The company said these claims are "fundamental" to helping secure the commercial success of its DARRT (Direct and Abscopal Response to Radiotherapy) therapy involving a combination of Veyonda and low-dose EBRT.

DARRT therapy is a form of immuno-oncology treatment. It involves the delivery of a short course of a low dose of radiotherapy to a single tumour in the body of a patient with metastatic disease. The aim is to trigger a local immune response in the irradiated tumour that spills over into an all-of-body immune response resulting in the resolution of all (complete response) or some (partial response) of the other tumours in the body.

Most solid cancers, including the common prostate, breast and colorectal cancers, have proved to be resistant to immuno-oncology (IO) treatments to date.

Noxopharm said its DARRT-1 study has already delivered a 25 per cent partial abscopal response rate in men with late-stage prostate cancer.

"Compared to current IO treatments, the abscopal response is substantially better tolerated, potentially effective across a broader spectrum of cancer types, considerably more affordable, and more accessible. However, the challenge remains developing a method of lifting the abscopal response rate to a level where it will be accepted as a mainstream treatment," it said.

According to Noxopharm CEO and managing director Graham Kelly, “We see the allowance of this patent application as a major win for the Company in our goal of seeing DARRT therapy become a mainstream cancer treatment.

"Treating metastatic cancer through an abscopal response is arguably the best-tolerated and least destructive form of cancer therapy. Its ability to trigger long-term remission of some or all tumours in the body in a well-tolerated, non-toxic and low-demanding way for the patient clearly marks it as a potentially disruptive treatment. The challenge has been in moving the abscopal response rate from its current very low base. We believe we have met that challenge with a remarkable 25% abscopal response rate in our first clinical effort.

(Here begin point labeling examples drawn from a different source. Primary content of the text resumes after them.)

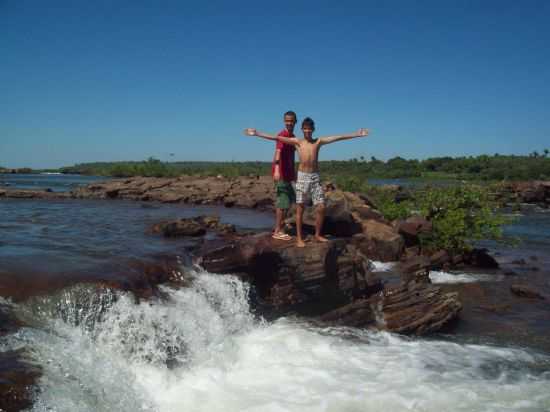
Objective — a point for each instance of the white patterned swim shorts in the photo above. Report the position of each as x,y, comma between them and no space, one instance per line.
308,186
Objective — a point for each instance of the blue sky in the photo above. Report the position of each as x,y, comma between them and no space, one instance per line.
124,80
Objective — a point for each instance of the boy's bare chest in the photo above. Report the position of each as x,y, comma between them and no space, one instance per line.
307,149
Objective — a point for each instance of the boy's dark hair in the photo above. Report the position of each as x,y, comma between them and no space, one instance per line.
291,113
308,121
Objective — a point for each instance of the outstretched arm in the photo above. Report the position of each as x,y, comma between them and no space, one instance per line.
332,139
287,140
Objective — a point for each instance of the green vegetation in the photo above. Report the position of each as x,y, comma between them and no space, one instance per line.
154,167
479,168
460,215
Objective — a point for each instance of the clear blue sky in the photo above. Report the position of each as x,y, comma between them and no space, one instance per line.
124,80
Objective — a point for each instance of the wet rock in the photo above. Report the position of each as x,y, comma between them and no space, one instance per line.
412,228
333,282
415,264
439,259
480,258
415,308
526,292
519,261
16,380
380,241
196,226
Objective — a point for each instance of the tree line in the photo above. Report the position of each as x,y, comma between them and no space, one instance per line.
483,167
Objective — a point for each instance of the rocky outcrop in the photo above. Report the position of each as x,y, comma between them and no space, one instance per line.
532,192
333,282
16,380
195,226
526,291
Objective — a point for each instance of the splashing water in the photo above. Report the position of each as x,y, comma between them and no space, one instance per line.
202,350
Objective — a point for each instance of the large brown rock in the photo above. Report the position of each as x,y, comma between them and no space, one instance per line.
412,228
380,241
284,275
334,282
196,226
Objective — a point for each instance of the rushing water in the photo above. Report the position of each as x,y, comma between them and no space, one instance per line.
200,348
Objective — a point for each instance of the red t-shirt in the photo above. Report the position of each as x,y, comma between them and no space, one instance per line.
286,165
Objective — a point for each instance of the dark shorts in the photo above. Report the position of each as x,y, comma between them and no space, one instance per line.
285,195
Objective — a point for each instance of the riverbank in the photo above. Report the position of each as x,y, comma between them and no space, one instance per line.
113,266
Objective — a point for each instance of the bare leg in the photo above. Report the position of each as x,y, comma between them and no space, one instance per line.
279,215
299,216
319,219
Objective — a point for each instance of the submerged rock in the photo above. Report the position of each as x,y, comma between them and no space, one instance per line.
333,282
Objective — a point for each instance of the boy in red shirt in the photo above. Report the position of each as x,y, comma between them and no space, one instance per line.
308,184
284,174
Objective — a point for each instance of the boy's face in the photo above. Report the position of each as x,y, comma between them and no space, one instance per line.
290,122
308,132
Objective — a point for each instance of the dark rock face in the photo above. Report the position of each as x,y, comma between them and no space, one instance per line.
526,292
412,228
380,241
16,379
196,226
480,258
334,282
413,308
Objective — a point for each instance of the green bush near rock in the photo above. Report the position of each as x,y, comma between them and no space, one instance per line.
460,215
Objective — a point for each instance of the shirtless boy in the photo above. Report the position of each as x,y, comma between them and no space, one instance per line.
308,183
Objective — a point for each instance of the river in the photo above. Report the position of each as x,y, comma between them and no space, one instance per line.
204,349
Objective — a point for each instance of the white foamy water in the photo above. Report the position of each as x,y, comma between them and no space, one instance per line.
446,277
202,350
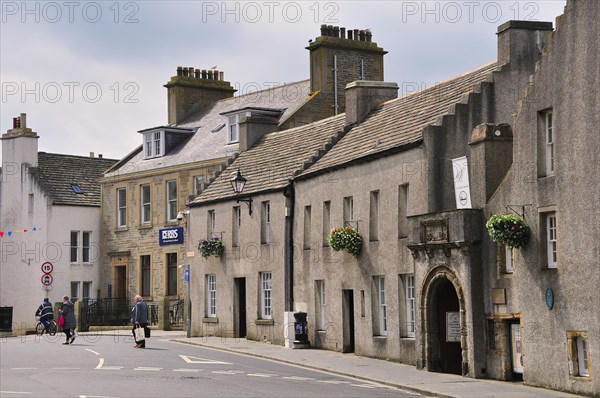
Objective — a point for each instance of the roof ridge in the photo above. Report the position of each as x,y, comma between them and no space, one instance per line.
76,156
264,90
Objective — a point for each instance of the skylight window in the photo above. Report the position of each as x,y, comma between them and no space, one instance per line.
77,189
218,128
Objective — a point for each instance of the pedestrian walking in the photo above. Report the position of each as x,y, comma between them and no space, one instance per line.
67,311
139,319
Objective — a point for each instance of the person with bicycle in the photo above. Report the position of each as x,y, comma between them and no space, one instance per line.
45,312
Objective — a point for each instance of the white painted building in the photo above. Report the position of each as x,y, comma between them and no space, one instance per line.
50,211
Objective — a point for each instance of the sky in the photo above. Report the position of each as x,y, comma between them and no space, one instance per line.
90,74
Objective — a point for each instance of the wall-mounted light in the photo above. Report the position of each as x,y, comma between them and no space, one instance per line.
182,214
238,183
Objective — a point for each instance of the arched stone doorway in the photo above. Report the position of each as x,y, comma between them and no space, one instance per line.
444,323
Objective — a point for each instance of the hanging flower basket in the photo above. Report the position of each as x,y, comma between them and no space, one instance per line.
211,247
346,238
510,230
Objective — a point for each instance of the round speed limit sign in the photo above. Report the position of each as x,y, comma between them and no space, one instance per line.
47,267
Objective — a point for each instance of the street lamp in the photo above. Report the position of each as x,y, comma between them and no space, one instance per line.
188,322
238,183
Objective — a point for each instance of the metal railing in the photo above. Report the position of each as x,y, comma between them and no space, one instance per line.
106,312
176,316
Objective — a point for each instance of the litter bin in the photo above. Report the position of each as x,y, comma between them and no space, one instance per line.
300,328
6,319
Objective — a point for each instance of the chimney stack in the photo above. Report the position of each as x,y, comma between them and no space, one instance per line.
338,57
192,87
253,127
20,144
364,96
522,41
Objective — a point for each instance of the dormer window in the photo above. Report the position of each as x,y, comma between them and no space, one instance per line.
154,144
159,141
233,129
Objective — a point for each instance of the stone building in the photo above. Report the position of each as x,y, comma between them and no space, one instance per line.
150,187
50,212
391,177
542,301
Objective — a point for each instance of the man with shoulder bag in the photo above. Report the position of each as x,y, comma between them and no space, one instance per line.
140,321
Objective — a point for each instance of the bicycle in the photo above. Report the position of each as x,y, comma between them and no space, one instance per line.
51,329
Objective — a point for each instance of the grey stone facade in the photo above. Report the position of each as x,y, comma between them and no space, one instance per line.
567,83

"While those responses were partial, our Phase 2 DARRT study is hoping to take these responses to another level by stepping up the intensity of Veyonda treatment. We also are expanding into breast and lung cancer which provides us with the future opportunity to seek expanded patent coverage. On what we have seen to date, we believe that DARRT therapy has the potential to go on to become a disruptive cancer treatment across most forms of cancer, starting with prostate cancer, which is why the patent news announced today is so important.”